Asa Hutchinson clashes with Tucker Carlson on vaccination status

Carlson cast doubt on the safety of Covid-19 vaccines when the 2024 presidential candidate confirmed he had been vaccinated.

Asa Hutchinson clashes with Tucker Carlson on vaccination status

Conservative pundit Tucker Carlson sparred with Asa Hutchinson after inquiring about the former Arkansas governor’s vaccination status on Friday.

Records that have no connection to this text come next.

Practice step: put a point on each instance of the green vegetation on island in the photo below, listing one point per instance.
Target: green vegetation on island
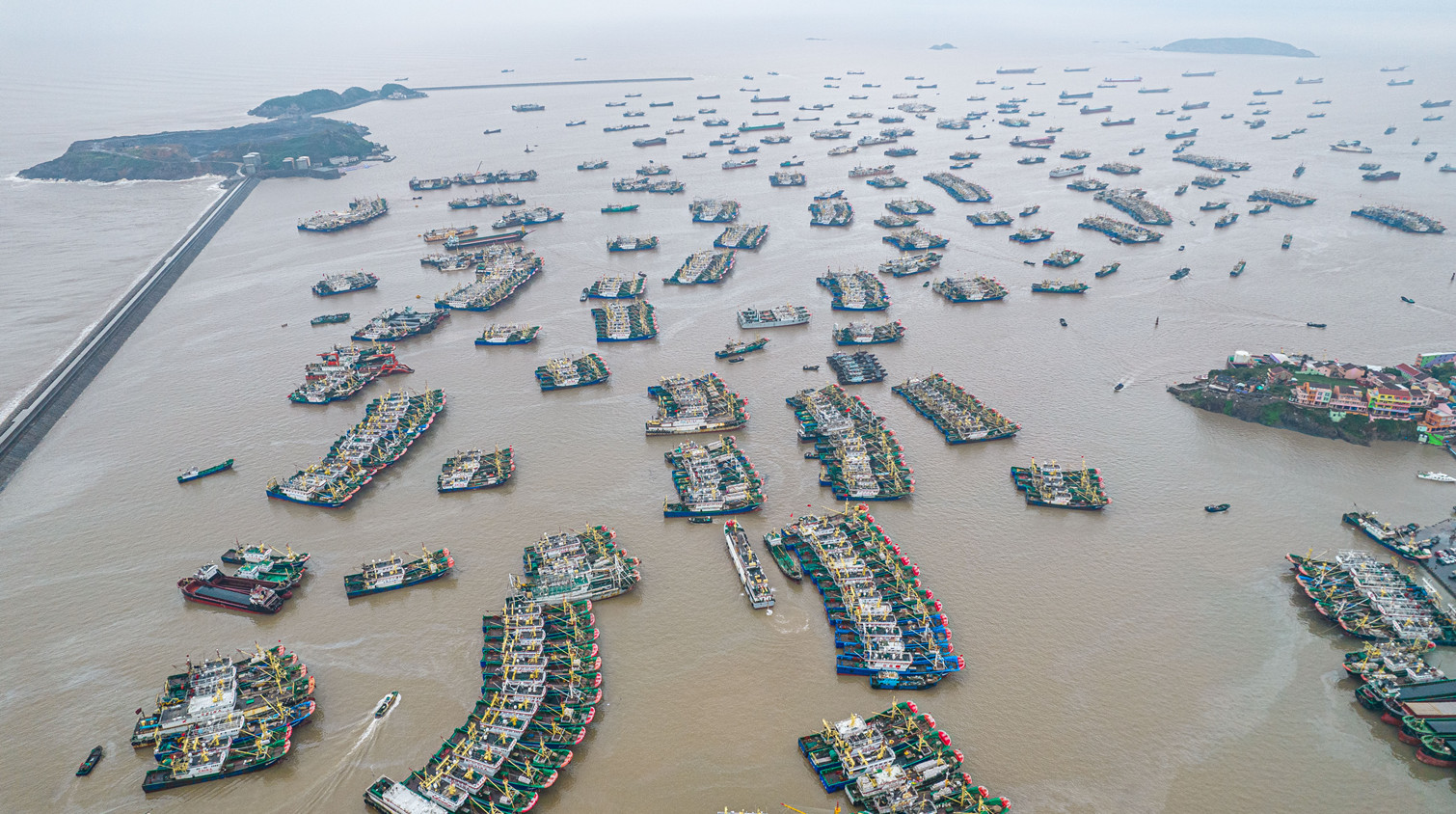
(323, 100)
(190, 153)
(1254, 45)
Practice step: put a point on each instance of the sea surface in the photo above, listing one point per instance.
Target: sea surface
(1150, 657)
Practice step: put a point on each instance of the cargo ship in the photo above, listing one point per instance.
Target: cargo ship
(696, 405)
(867, 334)
(740, 236)
(393, 325)
(634, 320)
(616, 287)
(344, 371)
(904, 267)
(631, 243)
(713, 479)
(970, 288)
(836, 211)
(714, 210)
(1047, 484)
(855, 290)
(915, 240)
(394, 573)
(499, 274)
(526, 217)
(737, 348)
(1059, 287)
(476, 469)
(391, 425)
(581, 370)
(778, 316)
(514, 334)
(707, 267)
(360, 211)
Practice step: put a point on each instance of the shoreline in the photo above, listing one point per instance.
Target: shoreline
(39, 410)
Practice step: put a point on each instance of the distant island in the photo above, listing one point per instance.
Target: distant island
(190, 153)
(1236, 45)
(323, 100)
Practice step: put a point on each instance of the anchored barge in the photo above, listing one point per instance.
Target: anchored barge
(958, 188)
(389, 427)
(1047, 484)
(476, 469)
(741, 237)
(344, 283)
(625, 322)
(887, 625)
(713, 479)
(581, 370)
(957, 414)
(695, 405)
(855, 290)
(754, 583)
(1373, 600)
(970, 288)
(859, 457)
(776, 316)
(867, 334)
(702, 268)
(344, 371)
(501, 271)
(508, 334)
(362, 211)
(393, 573)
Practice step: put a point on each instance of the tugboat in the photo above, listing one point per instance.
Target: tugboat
(194, 474)
(89, 763)
(386, 704)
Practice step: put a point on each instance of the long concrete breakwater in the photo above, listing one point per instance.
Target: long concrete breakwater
(23, 428)
(553, 83)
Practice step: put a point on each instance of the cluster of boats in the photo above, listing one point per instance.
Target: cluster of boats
(957, 414)
(713, 479)
(1047, 484)
(540, 683)
(225, 717)
(1408, 693)
(896, 762)
(887, 625)
(855, 290)
(389, 427)
(696, 405)
(859, 457)
(344, 371)
(1373, 600)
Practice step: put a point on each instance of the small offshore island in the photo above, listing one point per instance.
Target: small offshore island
(1255, 45)
(190, 153)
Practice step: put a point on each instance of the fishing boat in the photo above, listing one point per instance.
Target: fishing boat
(394, 571)
(89, 763)
(386, 704)
(194, 474)
(476, 469)
(754, 583)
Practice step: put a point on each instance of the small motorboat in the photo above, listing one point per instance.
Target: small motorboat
(89, 763)
(386, 704)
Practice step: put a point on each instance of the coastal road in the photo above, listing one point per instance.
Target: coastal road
(23, 428)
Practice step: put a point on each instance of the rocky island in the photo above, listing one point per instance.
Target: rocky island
(177, 154)
(323, 100)
(1254, 45)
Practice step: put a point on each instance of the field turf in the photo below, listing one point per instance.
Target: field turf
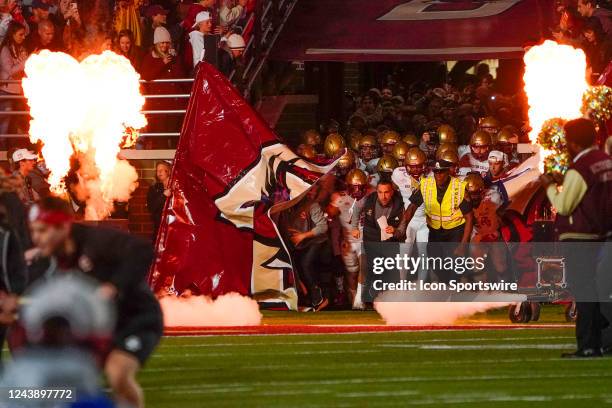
(518, 367)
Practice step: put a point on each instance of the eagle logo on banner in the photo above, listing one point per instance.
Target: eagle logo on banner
(230, 171)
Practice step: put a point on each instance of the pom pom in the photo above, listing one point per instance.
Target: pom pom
(552, 140)
(597, 103)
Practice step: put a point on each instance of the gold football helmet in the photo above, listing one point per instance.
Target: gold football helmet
(447, 134)
(368, 140)
(400, 150)
(356, 177)
(415, 162)
(450, 156)
(353, 139)
(474, 183)
(333, 145)
(389, 137)
(386, 164)
(356, 183)
(446, 146)
(480, 138)
(346, 161)
(410, 139)
(488, 122)
(507, 135)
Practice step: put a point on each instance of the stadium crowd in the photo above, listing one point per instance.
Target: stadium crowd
(403, 142)
(162, 40)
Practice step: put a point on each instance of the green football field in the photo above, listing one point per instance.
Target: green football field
(518, 367)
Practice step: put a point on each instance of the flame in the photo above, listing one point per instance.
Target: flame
(555, 80)
(88, 110)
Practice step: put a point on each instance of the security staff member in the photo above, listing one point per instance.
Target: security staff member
(387, 203)
(584, 215)
(448, 212)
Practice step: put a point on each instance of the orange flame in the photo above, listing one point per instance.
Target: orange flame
(89, 109)
(555, 80)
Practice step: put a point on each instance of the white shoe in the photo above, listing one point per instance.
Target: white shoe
(357, 303)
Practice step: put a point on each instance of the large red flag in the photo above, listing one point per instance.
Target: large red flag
(229, 169)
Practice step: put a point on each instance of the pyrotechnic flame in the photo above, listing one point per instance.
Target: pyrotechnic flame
(555, 80)
(90, 109)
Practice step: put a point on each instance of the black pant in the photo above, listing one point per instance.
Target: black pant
(373, 250)
(442, 243)
(581, 268)
(309, 260)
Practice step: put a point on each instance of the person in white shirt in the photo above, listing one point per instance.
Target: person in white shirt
(203, 26)
(407, 178)
(476, 160)
(346, 204)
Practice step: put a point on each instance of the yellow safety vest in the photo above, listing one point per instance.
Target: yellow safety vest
(446, 215)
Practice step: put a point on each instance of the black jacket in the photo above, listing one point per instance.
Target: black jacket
(371, 230)
(112, 256)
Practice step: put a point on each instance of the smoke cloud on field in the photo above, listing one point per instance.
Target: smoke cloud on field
(431, 313)
(196, 311)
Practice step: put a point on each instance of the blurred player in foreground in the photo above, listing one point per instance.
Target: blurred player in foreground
(119, 263)
(65, 324)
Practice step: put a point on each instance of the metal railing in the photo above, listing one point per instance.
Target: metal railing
(148, 113)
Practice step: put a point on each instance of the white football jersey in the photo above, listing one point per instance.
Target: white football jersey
(347, 206)
(407, 185)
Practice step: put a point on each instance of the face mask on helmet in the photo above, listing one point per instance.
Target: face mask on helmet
(480, 152)
(476, 196)
(367, 152)
(416, 170)
(357, 191)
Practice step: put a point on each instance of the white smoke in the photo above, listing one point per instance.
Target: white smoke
(431, 313)
(231, 309)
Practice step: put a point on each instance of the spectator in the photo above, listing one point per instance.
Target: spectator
(71, 28)
(43, 38)
(125, 46)
(127, 18)
(156, 16)
(40, 12)
(161, 63)
(597, 46)
(588, 8)
(203, 26)
(13, 55)
(232, 11)
(230, 53)
(158, 193)
(569, 29)
(202, 5)
(25, 161)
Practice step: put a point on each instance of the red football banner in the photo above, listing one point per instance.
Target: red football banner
(216, 236)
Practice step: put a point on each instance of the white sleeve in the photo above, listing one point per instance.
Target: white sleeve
(197, 46)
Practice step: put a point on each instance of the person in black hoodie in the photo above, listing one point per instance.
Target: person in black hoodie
(119, 263)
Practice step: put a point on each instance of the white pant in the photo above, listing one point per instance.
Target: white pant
(351, 252)
(416, 232)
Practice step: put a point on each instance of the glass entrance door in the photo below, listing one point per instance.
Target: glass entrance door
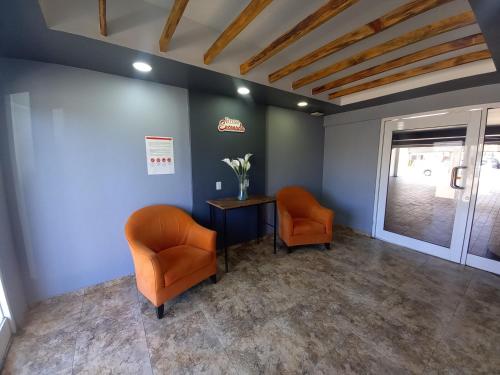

Carlson, interviewing Hutchinson on stage at the conservative Family Leadership Summit in Des Moines, Iowa, asked the 2024 Republican presidential candidate how many Covid-19 vaccinations he had received and how he felt about his decision to do so in retrospect. Hutchinson confirmed that he had been vaccinated against Covid-19 and defended his choice as the “right decision of taking the vaccine for me,” but noted that others can “make a different decision.”

But before Hutchinson gave his answer, he lobbed the question back to Carlson.

“How many Covid shots did you take?” Hutchinson asked.

“Zero,” Carlson responded to a round of applause from the audience.

“I can see that you recoiled when I asked you that question,” said Carlson, a former Fox News anchor and longtime vaccine skeptic. “And I don’t think, honestly, you should be asking people about their medical care. But that became a matter of public policy, and I do think the whole country ought to pause and assess, ‘What did we just go through, and how do we feel about it now?’” So it’s a very straightforward question.”

Before confirming he had been vaccinated, Hutchinson touted his opposition to vaccine mandates as the governor of Arkansas, pointing to a law he signed that prohibited vaccination mandates among government employees. In 2021, Hutchinson also OK’d a law allowing employees to opt out of vaccination requirements from businesses — although he called the debate on the opt-out bill “harmful to our goal of increasing vaccination rates in Arkansas.”

Hutchinson did not address Carlson’s claim that there were “an awful lot of people injured” by vaccine mandates, instead going on to discuss his efforts to keep schools and small businesses open and avoid shelter-in-place orders during his term as governor.